L'Afrique s'impose comme terre d'accueil pour l'externalisation de l'intelligence artificielle
La question qui se pose désormais est de savoir si les États africains sauront transformer cet avantage comparatif en politique industrielle durable, avant que d'autres régions du monde ne comblent leur retard.

Huit pays africains figurent parmi les vingt-cinq destinations mondiales les mieux positionnées pour accueillir des activités externalisées liées à l'intelligence artificielle, selon un classement établi par le cabinet Ataraxis. Un signal fort pour un continent longtemps tenu à l'écart des grandes dynamiques technologiques mondiales.
L'Afrique du Sud mène la danse sur le continent et s'installe à la huitième place mondiale de ce classement. Sa performance repose sur une adoption massive de l'intelligence artificielle, aussi bien par les ménages que par le tissu économique local. À ses côtés, l'Égypte et le Nigeria complètent le trio de tête africain, deux géants démographiques qui misent depuis plusieurs années sur la montée en compétence de leur main-d'œuvre numérique.

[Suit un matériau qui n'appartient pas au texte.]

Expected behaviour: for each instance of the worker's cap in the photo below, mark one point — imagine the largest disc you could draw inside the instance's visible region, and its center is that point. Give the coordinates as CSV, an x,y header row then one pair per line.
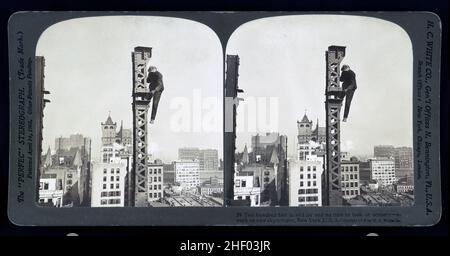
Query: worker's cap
x,y
345,66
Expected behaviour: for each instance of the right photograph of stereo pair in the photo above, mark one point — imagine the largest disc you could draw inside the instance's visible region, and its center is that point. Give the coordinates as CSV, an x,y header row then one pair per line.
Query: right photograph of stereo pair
x,y
321,110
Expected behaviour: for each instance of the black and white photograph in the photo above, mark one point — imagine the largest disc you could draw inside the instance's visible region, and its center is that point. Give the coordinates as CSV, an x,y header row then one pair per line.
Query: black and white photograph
x,y
325,112
132,113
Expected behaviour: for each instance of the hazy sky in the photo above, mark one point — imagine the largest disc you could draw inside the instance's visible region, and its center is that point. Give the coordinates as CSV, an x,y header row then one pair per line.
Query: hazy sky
x,y
284,57
89,73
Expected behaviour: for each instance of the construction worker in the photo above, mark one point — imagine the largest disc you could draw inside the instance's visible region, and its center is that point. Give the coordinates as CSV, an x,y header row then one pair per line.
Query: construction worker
x,y
348,79
156,86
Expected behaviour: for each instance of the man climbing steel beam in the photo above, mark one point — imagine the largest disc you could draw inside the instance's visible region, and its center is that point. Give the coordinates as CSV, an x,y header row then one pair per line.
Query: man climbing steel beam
x,y
348,79
156,86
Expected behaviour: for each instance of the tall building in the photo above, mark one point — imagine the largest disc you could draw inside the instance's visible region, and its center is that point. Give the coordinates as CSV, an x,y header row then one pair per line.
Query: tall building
x,y
381,151
77,141
382,170
350,179
108,184
49,192
155,182
110,134
305,182
187,173
403,157
309,149
208,158
246,190
265,178
271,150
306,132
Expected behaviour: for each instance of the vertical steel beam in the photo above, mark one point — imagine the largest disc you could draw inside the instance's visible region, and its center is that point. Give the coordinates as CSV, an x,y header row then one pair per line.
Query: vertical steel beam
x,y
231,92
138,178
333,104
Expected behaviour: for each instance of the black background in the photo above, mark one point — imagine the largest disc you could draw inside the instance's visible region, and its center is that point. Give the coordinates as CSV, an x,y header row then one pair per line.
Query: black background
x,y
167,239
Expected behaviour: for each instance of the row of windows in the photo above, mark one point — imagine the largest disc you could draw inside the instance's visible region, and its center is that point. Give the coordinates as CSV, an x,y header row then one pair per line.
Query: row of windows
x,y
154,195
112,171
111,186
111,178
110,193
110,201
351,192
155,187
308,199
350,184
241,183
349,168
308,168
154,171
308,191
349,177
314,183
308,176
155,179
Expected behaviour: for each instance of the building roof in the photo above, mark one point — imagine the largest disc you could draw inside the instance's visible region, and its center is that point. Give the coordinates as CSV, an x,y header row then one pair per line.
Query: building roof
x,y
109,121
274,158
77,159
305,119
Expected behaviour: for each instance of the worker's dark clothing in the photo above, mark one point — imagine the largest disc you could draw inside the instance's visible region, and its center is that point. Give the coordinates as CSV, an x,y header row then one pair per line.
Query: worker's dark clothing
x,y
155,84
348,79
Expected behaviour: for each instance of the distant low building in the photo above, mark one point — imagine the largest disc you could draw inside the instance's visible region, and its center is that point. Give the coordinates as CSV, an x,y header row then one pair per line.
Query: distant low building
x,y
211,187
305,182
155,182
350,179
245,190
49,193
108,184
382,170
187,173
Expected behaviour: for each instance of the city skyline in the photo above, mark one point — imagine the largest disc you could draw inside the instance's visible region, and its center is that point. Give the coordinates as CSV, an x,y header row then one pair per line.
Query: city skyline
x,y
293,62
91,78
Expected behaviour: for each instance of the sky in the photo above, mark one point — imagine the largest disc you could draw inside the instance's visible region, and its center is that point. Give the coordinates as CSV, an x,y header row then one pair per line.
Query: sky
x,y
89,75
284,58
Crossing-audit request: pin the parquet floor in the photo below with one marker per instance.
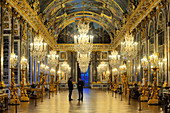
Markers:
(95, 101)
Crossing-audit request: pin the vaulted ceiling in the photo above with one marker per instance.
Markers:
(62, 16)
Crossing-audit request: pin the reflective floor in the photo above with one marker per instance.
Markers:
(95, 101)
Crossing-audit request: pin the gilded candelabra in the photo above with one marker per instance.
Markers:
(13, 90)
(23, 96)
(154, 98)
(115, 73)
(145, 89)
(122, 68)
(52, 84)
(115, 83)
(23, 88)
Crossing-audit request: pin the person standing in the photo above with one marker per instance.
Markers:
(80, 89)
(70, 85)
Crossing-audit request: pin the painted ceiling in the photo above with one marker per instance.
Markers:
(62, 16)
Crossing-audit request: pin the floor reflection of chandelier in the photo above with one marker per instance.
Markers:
(38, 48)
(129, 47)
(53, 59)
(114, 59)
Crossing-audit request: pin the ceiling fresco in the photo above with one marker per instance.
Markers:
(62, 15)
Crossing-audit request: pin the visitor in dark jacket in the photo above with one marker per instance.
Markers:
(70, 85)
(80, 89)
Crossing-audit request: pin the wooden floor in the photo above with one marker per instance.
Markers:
(95, 101)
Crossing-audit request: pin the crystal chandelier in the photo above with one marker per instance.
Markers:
(83, 43)
(129, 47)
(38, 48)
(154, 60)
(65, 67)
(122, 68)
(47, 69)
(13, 60)
(102, 67)
(53, 59)
(115, 71)
(114, 59)
(83, 67)
(52, 71)
(23, 62)
(42, 68)
(83, 60)
(144, 62)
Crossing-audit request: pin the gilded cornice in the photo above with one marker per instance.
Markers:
(31, 17)
(144, 8)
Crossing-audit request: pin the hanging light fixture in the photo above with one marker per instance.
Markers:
(102, 67)
(114, 58)
(23, 62)
(65, 67)
(122, 68)
(38, 48)
(154, 60)
(13, 60)
(115, 71)
(53, 59)
(144, 62)
(129, 47)
(83, 43)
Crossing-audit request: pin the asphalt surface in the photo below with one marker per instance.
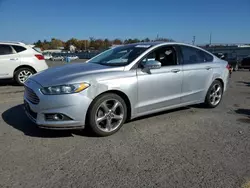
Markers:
(187, 147)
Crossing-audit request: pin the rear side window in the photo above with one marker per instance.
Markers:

L'externalisation de services liés à l'IA, parfois désignée sous le terme anglophone d'«AI outsourcing», consiste pour des entreprises à confier à des prestataires étrangers certaines tâches liées au développement, à la formation ou à l'exploitation de systèmes intelligents. Ce marché connaît une croissance rapide à l'échelle mondiale, porté par la multiplication des applications d'IA dans tous les secteurs, de la finance à la santé en passant par la logistique. L'Afrique, avec sa jeunesse nombreuse et ses coûts de main-d'œuvre compétitifs, se présente naturellement comme un réservoir de talents à valoriser.
Cette percée africaine n'est pas le fruit du hasard. Depuis le début des années 2010, plusieurs gouvernements du continent ont investi dans la connectivité, la formation aux métiers du numérique et la création de pôles technologiques. Des hubs comme celui de Nairobi au Kenya, de Lagos au Nigeria ou de Kigali au Rwanda ont progressivement attiré des entreprises internationales en quête de ressources humaines qualifiées et de coûts maîtrisés. L'intelligence artificielle représente aujourd'hui une nouvelle étape dans cette trajectoire.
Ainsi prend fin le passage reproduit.